The effect of Small Refinery Waivers on ethanol has been well documented in recent months, but those exemptions have been equally hard on biodiesel.
“We need to keep defending our position and ensuring that small refinery exemptions quit happening. Ethanol gets all the buzz and talk around these small refinery exemptions, but they are equally important to biodiesel. So, we don’t get the talk, but they do affect our market quite a bit,” said Tony Mellenthin, the President of the Wisconsin Soybean Growers Association.
Mellenthin added if the Environmental Protection Agency continues to hand out exemptions at the same rate it did in 2016-2018, it will reduce biodiesel demand by 2.54 billion gallons. That will amount to a $7.7 billion loss for the industry. The demand loss will also eliminate a lot of environmental benefits of using biodiesel.

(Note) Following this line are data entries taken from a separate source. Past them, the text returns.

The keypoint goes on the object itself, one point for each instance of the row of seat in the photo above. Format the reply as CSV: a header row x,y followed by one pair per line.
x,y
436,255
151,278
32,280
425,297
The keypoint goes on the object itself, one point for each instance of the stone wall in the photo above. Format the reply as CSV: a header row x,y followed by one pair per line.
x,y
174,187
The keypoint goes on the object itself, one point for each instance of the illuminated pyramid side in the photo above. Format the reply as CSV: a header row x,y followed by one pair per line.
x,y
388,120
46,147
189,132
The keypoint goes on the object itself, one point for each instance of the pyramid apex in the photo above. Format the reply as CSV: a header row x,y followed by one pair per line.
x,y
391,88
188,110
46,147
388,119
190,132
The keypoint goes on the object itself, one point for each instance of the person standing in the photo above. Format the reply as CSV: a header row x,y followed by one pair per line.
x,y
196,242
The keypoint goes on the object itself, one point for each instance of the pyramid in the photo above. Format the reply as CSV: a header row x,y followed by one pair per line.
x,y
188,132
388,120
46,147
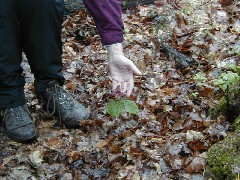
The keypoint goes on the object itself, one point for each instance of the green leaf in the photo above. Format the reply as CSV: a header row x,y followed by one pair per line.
x,y
115,108
130,106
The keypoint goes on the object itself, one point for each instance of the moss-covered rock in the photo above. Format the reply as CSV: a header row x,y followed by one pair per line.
x,y
224,158
228,105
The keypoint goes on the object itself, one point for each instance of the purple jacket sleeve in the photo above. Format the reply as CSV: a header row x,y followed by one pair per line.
x,y
107,16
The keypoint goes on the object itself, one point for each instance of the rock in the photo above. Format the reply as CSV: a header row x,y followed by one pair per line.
x,y
224,158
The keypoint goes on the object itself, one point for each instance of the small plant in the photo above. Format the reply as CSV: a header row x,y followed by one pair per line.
x,y
119,104
200,78
227,80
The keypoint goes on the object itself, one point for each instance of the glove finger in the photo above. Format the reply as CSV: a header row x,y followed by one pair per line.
x,y
130,85
135,69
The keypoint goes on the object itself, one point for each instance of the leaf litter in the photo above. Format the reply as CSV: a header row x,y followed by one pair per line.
x,y
169,136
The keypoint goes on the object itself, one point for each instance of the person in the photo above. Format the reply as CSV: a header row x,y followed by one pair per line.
x,y
35,28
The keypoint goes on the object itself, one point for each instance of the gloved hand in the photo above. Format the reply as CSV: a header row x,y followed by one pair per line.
x,y
121,69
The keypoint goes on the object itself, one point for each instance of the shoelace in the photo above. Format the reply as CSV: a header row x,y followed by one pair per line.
x,y
16,112
61,96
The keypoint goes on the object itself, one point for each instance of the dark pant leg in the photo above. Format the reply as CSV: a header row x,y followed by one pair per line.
x,y
11,79
41,25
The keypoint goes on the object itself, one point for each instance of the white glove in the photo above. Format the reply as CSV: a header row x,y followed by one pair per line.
x,y
121,69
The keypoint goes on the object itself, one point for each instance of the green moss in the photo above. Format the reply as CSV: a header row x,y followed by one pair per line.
x,y
219,108
236,124
224,158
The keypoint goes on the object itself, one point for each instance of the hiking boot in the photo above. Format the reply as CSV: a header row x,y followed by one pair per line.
x,y
61,103
19,124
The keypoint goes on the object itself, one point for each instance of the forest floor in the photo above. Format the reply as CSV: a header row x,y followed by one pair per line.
x,y
170,135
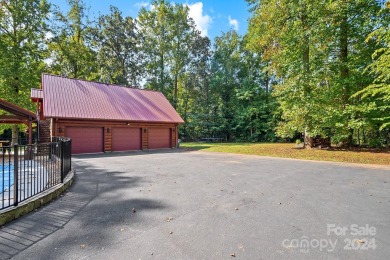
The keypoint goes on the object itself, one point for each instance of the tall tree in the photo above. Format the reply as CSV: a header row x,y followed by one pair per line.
x,y
317,51
70,47
168,35
375,98
117,41
22,49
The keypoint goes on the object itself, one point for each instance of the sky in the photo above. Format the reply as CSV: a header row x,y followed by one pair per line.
x,y
212,17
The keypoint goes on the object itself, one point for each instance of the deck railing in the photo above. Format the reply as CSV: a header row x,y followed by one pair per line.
x,y
27,170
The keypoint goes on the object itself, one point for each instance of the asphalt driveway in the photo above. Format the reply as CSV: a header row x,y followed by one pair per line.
x,y
198,205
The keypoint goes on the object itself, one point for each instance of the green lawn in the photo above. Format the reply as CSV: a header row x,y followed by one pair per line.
x,y
288,150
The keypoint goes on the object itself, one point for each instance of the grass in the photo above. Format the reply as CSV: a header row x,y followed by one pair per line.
x,y
288,150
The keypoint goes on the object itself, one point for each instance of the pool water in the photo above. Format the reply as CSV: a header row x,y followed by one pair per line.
x,y
6,177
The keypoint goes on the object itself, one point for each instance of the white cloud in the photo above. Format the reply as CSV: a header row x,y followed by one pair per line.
x,y
202,21
233,23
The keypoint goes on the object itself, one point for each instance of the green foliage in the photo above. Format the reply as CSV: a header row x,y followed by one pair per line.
x,y
316,51
319,68
70,48
118,42
23,27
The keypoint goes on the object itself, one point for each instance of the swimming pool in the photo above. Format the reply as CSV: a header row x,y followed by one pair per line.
x,y
6,176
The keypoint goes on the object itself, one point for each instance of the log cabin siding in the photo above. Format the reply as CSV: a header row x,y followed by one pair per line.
x,y
59,129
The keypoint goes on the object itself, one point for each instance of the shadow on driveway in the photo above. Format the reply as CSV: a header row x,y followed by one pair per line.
x,y
112,211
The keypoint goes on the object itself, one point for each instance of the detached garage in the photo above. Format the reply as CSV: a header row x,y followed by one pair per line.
x,y
104,118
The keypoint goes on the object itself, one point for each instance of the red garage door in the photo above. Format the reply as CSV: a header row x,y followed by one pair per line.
x,y
126,139
85,139
159,138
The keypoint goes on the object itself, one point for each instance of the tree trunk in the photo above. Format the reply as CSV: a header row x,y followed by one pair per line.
x,y
343,59
175,93
15,134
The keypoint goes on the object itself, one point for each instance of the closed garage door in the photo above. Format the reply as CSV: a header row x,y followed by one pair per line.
x,y
85,139
126,139
159,138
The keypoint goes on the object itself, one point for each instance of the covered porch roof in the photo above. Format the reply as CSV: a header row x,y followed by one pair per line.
x,y
18,115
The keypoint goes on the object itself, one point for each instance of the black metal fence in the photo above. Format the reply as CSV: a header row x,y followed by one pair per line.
x,y
27,170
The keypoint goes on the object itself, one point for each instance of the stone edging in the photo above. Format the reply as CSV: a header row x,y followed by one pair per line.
x,y
37,201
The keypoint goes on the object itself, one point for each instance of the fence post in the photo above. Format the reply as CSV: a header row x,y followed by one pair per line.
x,y
62,160
16,175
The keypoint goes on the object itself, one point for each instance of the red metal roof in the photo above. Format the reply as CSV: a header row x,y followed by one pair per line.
x,y
36,94
75,98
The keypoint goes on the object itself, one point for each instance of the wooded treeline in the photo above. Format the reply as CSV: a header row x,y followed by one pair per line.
x,y
314,68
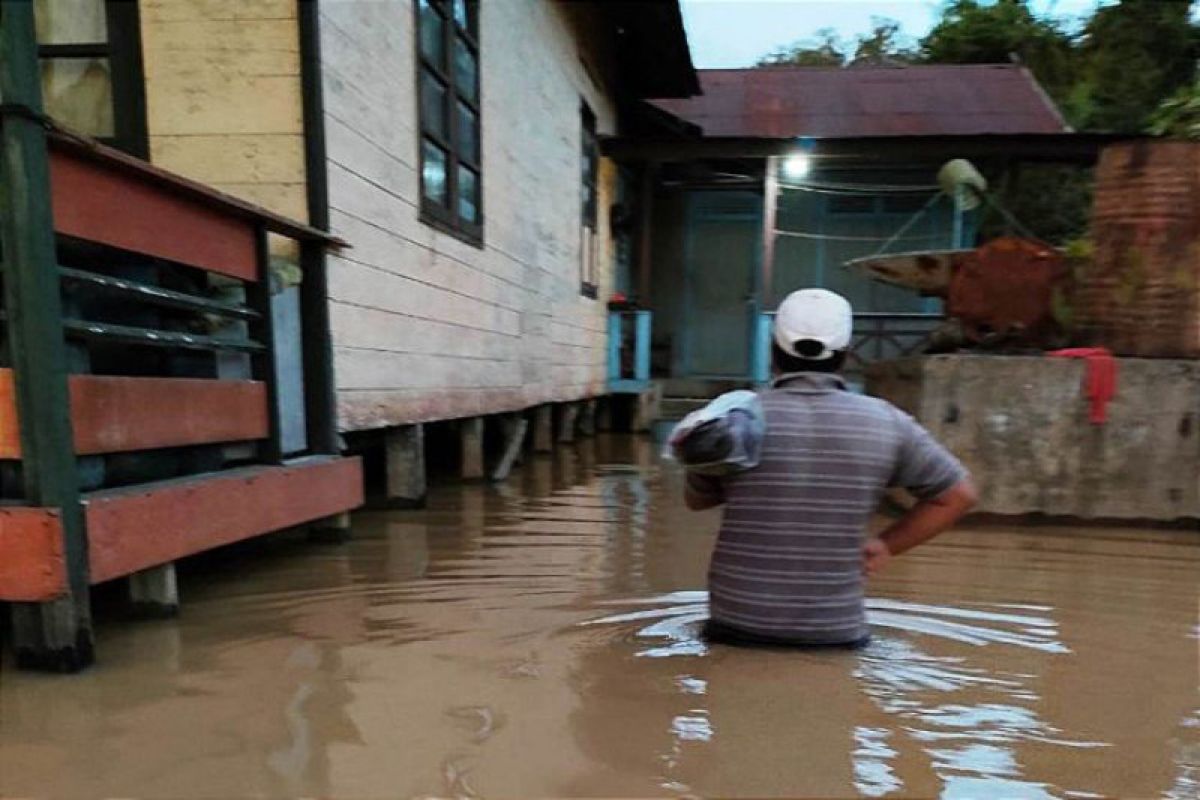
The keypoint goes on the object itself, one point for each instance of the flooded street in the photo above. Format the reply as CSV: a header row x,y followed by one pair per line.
x,y
539,638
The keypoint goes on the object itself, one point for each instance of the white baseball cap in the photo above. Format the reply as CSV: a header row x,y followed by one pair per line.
x,y
814,316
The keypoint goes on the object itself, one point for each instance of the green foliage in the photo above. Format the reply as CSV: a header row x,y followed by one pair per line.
x,y
971,31
1179,115
826,50
1133,55
1053,200
883,46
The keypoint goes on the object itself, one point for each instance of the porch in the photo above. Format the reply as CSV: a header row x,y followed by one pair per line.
x,y
723,242
166,384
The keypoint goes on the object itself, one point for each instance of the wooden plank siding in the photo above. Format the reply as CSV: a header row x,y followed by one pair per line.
x,y
99,203
136,528
132,529
427,326
112,414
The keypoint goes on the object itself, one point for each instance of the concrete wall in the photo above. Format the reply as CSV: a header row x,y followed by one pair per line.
x,y
1020,423
223,103
426,326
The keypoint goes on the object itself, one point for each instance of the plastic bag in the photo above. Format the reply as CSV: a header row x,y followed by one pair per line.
x,y
723,438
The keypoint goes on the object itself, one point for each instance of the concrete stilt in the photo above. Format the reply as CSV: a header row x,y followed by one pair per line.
x,y
154,593
472,443
52,636
406,467
515,428
544,428
331,530
569,416
588,417
604,414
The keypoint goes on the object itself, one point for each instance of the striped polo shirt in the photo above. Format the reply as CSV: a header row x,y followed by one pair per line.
x,y
789,561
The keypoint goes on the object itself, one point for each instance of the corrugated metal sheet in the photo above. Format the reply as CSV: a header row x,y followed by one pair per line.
x,y
931,100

“One thing we look at with biodiesel is the environmental benefits. We keep hearing about ‘carbon neutral’ and ‘sustainability’ and all that. Let’s compare fuel sources like gasoline, ethanol, biodiesel, and even electricity. You have to remember with all this buzz about electric vehicles, how is electricity made? At best, you’re displacing the pollution; at best, with electricity, you are taking the pollution out of the cities and putting it to wherever the power plant is. Biodiesel is a more efficient way to power generation for these vehicles and we’re seeing that,” he said.

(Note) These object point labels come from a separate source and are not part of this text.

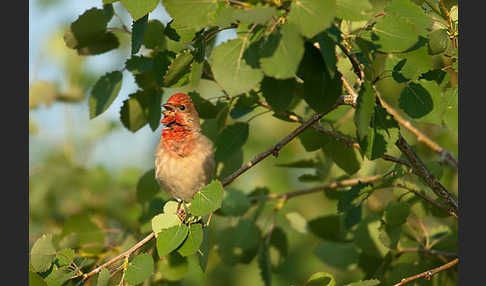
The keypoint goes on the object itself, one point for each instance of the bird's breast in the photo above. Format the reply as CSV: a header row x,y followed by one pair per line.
x,y
181,176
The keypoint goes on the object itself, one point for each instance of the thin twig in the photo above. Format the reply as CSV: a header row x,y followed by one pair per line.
x,y
274,150
333,185
429,273
422,171
125,254
424,197
421,137
426,250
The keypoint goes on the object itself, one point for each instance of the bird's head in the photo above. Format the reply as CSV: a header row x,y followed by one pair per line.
x,y
180,111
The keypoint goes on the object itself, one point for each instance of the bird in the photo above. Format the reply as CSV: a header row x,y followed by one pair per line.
x,y
184,157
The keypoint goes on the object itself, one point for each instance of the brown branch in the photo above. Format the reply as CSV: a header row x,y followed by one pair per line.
x,y
333,185
276,148
429,273
426,250
421,171
424,197
125,255
350,143
449,23
421,137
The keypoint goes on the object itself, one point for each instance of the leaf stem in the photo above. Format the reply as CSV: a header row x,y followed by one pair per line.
x,y
427,274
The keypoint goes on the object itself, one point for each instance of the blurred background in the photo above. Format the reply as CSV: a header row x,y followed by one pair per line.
x,y
77,165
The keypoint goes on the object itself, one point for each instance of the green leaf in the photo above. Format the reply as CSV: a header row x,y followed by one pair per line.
x,y
139,8
178,68
139,269
232,138
303,163
88,33
132,113
245,104
370,282
417,62
235,249
415,100
235,203
231,70
138,31
450,116
191,14
108,11
278,93
36,280
438,41
353,10
278,241
396,213
297,221
57,277
326,227
203,253
171,238
231,164
395,34
389,235
65,257
164,221
364,109
104,93
147,187
170,207
205,108
207,199
410,11
89,236
366,237
139,64
321,279
354,197
312,139
193,241
327,48
282,53
42,253
342,155
319,89
264,264
103,277
309,178
174,268
312,16
337,254
247,234
154,37
257,15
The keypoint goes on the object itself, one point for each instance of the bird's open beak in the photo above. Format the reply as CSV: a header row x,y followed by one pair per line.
x,y
168,113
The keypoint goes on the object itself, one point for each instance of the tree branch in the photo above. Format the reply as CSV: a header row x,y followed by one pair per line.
x,y
276,148
125,255
429,273
421,171
424,197
421,137
333,185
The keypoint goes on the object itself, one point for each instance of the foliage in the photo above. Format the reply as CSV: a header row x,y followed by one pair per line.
x,y
288,58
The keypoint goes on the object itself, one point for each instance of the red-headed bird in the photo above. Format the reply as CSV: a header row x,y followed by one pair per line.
x,y
184,159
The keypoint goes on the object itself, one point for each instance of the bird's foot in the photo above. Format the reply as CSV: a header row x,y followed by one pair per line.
x,y
181,212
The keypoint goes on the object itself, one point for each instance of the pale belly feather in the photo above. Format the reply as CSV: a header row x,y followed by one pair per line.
x,y
182,177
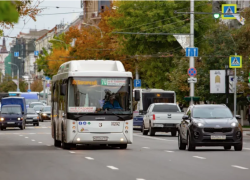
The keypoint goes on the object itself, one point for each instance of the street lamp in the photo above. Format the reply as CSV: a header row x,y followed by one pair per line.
x,y
18,90
93,26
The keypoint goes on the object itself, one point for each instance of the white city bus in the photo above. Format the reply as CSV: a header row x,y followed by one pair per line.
x,y
92,104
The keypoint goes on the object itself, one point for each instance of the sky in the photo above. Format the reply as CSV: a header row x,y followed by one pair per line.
x,y
46,21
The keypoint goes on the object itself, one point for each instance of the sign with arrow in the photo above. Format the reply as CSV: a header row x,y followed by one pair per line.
x,y
235,61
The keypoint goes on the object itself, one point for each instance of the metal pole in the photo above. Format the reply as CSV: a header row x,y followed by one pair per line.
x,y
235,90
191,60
44,96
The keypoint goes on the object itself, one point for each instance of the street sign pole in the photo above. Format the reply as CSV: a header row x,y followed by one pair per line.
x,y
191,60
235,89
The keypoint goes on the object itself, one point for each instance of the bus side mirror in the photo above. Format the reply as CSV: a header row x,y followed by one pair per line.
x,y
63,89
137,95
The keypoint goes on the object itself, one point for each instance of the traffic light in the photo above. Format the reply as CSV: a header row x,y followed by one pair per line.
x,y
216,9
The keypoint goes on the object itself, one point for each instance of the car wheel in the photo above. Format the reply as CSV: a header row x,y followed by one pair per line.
x,y
227,147
173,133
144,131
238,147
182,146
190,145
123,146
151,131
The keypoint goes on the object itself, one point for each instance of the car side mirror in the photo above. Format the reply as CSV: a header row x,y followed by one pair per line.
x,y
137,95
238,117
185,117
63,89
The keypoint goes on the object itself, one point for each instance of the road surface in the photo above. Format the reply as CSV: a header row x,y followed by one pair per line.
x,y
30,155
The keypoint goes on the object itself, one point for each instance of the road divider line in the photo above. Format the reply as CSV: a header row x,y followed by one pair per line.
x,y
147,137
169,151
89,158
239,167
113,168
199,157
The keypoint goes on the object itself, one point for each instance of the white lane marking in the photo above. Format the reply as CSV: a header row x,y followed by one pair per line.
x,y
240,167
154,138
89,158
113,168
199,157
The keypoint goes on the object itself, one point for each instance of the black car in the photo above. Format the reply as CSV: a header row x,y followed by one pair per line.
x,y
209,125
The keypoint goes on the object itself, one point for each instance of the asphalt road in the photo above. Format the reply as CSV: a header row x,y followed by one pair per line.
x,y
30,155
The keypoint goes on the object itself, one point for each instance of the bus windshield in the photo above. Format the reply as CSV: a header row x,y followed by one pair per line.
x,y
99,95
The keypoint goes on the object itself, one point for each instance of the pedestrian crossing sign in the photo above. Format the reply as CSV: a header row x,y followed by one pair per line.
x,y
235,61
229,8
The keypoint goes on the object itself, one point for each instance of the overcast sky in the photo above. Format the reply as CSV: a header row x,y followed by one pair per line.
x,y
46,21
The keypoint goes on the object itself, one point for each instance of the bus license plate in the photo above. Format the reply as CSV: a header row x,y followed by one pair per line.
x,y
100,138
218,137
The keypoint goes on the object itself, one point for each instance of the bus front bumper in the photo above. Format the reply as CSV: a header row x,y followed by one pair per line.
x,y
100,138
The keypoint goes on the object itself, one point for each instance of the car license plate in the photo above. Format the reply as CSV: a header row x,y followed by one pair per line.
x,y
136,126
158,125
218,137
100,138
10,122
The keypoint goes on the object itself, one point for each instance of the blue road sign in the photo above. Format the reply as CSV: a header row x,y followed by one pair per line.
x,y
16,54
235,61
229,8
137,83
47,78
191,52
36,53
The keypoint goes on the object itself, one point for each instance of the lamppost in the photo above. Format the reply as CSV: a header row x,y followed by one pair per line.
x,y
18,90
94,26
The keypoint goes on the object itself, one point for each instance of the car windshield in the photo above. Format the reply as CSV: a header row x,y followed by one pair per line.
x,y
35,104
31,111
38,108
166,108
99,95
11,110
47,108
212,112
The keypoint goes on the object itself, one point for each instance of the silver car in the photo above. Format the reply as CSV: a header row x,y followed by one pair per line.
x,y
32,117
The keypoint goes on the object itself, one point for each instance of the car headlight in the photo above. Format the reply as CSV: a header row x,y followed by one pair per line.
x,y
234,124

Cities on the east coast are realizing the benefits of using biodiesel. New York City has committed to turning its fleet of buses and fire trucks to 100 percent biodiesel.

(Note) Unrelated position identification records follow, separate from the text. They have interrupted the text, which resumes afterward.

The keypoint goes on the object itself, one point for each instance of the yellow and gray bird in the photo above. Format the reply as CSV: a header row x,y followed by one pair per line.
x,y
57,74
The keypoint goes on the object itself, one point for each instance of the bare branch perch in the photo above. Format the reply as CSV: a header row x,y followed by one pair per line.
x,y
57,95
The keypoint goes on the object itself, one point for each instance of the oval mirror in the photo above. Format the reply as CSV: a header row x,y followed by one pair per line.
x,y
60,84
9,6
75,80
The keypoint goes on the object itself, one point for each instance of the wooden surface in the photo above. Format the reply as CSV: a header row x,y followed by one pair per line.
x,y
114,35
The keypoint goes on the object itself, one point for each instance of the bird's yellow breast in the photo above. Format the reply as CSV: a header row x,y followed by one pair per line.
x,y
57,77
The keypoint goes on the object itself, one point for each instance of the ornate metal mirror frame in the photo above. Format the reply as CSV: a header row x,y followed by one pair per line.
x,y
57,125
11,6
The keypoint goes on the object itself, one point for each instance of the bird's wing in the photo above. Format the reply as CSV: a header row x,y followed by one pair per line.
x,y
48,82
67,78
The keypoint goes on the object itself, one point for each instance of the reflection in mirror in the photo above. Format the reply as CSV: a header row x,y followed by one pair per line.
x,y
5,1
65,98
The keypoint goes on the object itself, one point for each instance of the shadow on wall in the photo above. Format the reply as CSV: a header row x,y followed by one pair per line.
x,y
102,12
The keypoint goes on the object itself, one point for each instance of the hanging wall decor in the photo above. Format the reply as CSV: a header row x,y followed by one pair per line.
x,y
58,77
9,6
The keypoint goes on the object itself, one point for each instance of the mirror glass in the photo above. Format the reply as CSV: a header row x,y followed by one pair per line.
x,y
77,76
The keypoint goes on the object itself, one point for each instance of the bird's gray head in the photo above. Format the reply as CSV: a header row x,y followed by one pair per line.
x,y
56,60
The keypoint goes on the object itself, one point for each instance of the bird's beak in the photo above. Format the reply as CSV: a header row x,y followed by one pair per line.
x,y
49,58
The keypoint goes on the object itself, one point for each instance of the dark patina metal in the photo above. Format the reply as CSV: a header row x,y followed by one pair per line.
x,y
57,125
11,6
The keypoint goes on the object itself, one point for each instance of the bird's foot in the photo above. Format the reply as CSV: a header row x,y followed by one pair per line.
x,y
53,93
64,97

“We’re lucky here in the Midwest with LP and the infrastructure that we have in our natural gas. In the northeast, a lot of it is heating oil, and we’re seeing a huge bump in blending biodiesel, maybe 30, 40, and even 50 percent blends, and it’s much cleaner-burning,” Mellenthin said.
Only one small refinery exemption can eliminate the demand for an entire biodiesel facility. A small oil refinery can produce up to three million gallons of fuel per day. Its annual obligation under the RFS is just 20 million gallons. Mellenthin said that is more than some small biodiesel plants produce in a year.